Restricting pathname resolution with AT_NO_JUMPS
On April 29, Al Viro posted a patch on the linux-api mailing list adding a new flag to be used in conjunction with the ...at() family of system calls. The flag is for containing pathname resolution to the same filesystem and subtree as the given starting point. This is a useful feature to have for implementing file I/O in programs that accept pathnames as untrusted user input. The ensuing discussion made it clear that there were multiple use cases for such a feature, especially if the granularity of its restrictions could be increased.
As an example use case, consider a web server that accepts requests for documents along with a relative path to said documents from the root of the server data directory. It is imperative that the user-supplied pathname sent to a web server is not allowed to name files outside of the web-server subtree. If the web server could use file I/O system calls that guaranteed that any given path will never break out of a certain subdirectory tree, it would give an additional layer of security to the server.
The ...at() family of system calls (such as openat(), fstatat(), mknodat(), etc.) are a relatively new series of POSIX filesystem interfaces, similar to open(), fstat(), mknod(), and friends, but allowing the start point for relative pathnames to be something other than the current working directory.

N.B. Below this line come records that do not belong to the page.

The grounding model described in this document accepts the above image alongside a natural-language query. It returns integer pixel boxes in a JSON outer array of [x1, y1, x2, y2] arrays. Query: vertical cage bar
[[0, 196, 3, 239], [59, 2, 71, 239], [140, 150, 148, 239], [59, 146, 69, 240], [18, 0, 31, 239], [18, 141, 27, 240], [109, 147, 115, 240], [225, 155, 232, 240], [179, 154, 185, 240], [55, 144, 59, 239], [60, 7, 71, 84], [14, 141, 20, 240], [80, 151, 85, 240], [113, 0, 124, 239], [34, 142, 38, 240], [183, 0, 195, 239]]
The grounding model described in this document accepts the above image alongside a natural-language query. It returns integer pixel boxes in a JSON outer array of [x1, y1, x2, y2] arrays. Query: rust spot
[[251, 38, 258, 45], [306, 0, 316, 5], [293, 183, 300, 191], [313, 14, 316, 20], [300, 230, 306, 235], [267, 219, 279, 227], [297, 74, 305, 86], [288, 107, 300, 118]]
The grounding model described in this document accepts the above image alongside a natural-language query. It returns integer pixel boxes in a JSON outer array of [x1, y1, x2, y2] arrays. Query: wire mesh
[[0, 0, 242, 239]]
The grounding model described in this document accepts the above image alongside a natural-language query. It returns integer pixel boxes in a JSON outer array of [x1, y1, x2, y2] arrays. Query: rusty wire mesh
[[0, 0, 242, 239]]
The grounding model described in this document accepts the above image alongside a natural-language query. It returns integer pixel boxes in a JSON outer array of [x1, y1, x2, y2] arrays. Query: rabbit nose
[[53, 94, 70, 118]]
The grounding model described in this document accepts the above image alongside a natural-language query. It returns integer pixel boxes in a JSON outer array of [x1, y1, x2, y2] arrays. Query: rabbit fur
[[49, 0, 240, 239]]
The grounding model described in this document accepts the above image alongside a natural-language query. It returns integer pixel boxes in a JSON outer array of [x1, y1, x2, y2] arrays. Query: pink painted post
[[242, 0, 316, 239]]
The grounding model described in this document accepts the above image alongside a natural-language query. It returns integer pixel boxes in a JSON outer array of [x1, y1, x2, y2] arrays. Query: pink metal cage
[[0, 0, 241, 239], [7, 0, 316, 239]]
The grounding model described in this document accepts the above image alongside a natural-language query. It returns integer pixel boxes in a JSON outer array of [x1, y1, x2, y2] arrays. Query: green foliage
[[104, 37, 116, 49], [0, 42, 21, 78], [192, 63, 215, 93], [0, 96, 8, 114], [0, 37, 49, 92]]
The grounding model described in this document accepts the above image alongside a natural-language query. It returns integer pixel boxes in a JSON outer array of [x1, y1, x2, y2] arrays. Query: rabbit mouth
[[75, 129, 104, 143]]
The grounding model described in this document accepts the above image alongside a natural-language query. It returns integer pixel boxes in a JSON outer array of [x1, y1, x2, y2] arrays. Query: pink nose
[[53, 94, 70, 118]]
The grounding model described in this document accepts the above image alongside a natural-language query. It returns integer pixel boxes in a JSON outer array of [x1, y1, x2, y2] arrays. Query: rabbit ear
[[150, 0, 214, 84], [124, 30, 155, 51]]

For example, the openat() system call's prototype is:
int openat(int dirfd, const char *pathname, int flags);
A call to openat() will try to open the file specified by the pathname. If the pathname is a relative path, such as ../home/user1, openat() will try and walk the directory structure relative to the directory bound to the file descriptor dirfd, instead of the current working directory (which is what open() does). The behavior of this and other calls in the same family can be further altered with the flags parameter.

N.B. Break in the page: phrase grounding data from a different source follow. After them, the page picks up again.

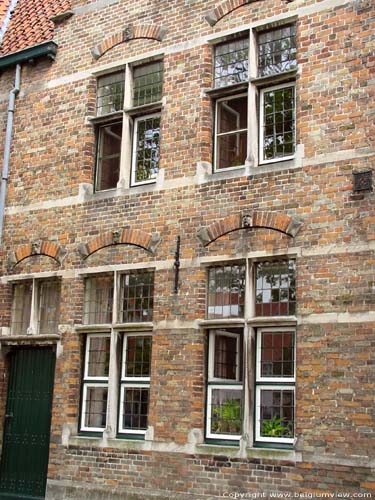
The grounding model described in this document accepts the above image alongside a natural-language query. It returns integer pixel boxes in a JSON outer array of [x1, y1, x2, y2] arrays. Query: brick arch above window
[[204, 0, 293, 26], [91, 24, 167, 60], [78, 228, 161, 259], [7, 240, 67, 270], [197, 211, 303, 246]]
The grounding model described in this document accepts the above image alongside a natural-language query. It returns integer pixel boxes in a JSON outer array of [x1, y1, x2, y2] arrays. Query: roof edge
[[0, 40, 58, 70]]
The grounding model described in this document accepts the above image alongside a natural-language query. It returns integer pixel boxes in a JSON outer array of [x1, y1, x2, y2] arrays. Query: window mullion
[[30, 278, 38, 335], [248, 29, 257, 79], [245, 260, 254, 320], [119, 65, 132, 187], [113, 270, 119, 325], [106, 328, 120, 438], [243, 323, 256, 447], [244, 261, 256, 446]]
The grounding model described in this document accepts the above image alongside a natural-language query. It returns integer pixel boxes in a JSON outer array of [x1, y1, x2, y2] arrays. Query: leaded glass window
[[207, 330, 243, 439], [207, 264, 246, 319], [133, 61, 163, 107], [119, 334, 152, 434], [81, 334, 110, 432], [119, 271, 154, 323], [255, 327, 295, 444], [96, 72, 125, 116], [258, 388, 294, 439], [258, 25, 297, 77], [132, 114, 161, 185], [256, 260, 296, 316], [214, 38, 249, 88], [260, 83, 295, 163], [205, 259, 296, 445]]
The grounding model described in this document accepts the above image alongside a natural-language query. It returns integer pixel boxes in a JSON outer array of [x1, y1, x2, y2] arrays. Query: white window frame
[[256, 327, 296, 383], [131, 112, 161, 187], [80, 271, 154, 437], [255, 384, 295, 445], [118, 332, 152, 435], [94, 60, 163, 192], [204, 258, 297, 447], [206, 383, 243, 441], [259, 82, 296, 165], [80, 383, 109, 433], [208, 330, 241, 382], [214, 94, 249, 173], [94, 120, 124, 192], [206, 329, 243, 441], [80, 333, 111, 432], [211, 21, 297, 173]]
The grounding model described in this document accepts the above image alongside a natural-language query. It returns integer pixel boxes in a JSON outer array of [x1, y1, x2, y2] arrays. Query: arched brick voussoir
[[91, 24, 168, 60], [204, 0, 293, 26], [78, 228, 161, 259], [197, 211, 303, 246], [7, 240, 67, 270]]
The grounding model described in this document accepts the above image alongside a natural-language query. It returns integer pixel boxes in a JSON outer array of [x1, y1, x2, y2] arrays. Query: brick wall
[[0, 0, 374, 498]]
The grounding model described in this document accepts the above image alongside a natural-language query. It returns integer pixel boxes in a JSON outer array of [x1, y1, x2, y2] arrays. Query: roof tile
[[0, 0, 71, 56]]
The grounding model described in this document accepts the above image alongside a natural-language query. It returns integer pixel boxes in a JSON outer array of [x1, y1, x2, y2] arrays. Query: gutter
[[0, 63, 21, 244], [0, 41, 57, 71]]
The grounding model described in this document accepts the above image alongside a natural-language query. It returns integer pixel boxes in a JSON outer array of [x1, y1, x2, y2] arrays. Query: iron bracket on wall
[[174, 236, 181, 294]]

Viro's proposed flag (initially called AT_NO_JUMPS) for the ..at() calls would restrict the directory traversal of those calls to the same subtree as the starting point and, in any case, within the same filesystem. When the flag is set, the ...at() call affected would fail with -ELOOP upon encountering an absolute pathname, an absolute symbolic link, a procfs-style symbolic link, a pathname that results in the traversal of a mount point, or any relative path that starts with "..". This flag thus confines pathname lookups to subdirectories of the starting point that are contained within the same mount point, while allowing the traversal of relative symbolic links that do not violate the aforementioned rules. The error code -ELOOP is used by Unix-like operating systems to tell the user that too many symbolic links were encountered during pathname lookup, but it is used here as a placeholder. The patch only implements AT_NO_JUMPS for fstatat() and friends, but the proposal is for it to be extended to all the ...at() calls.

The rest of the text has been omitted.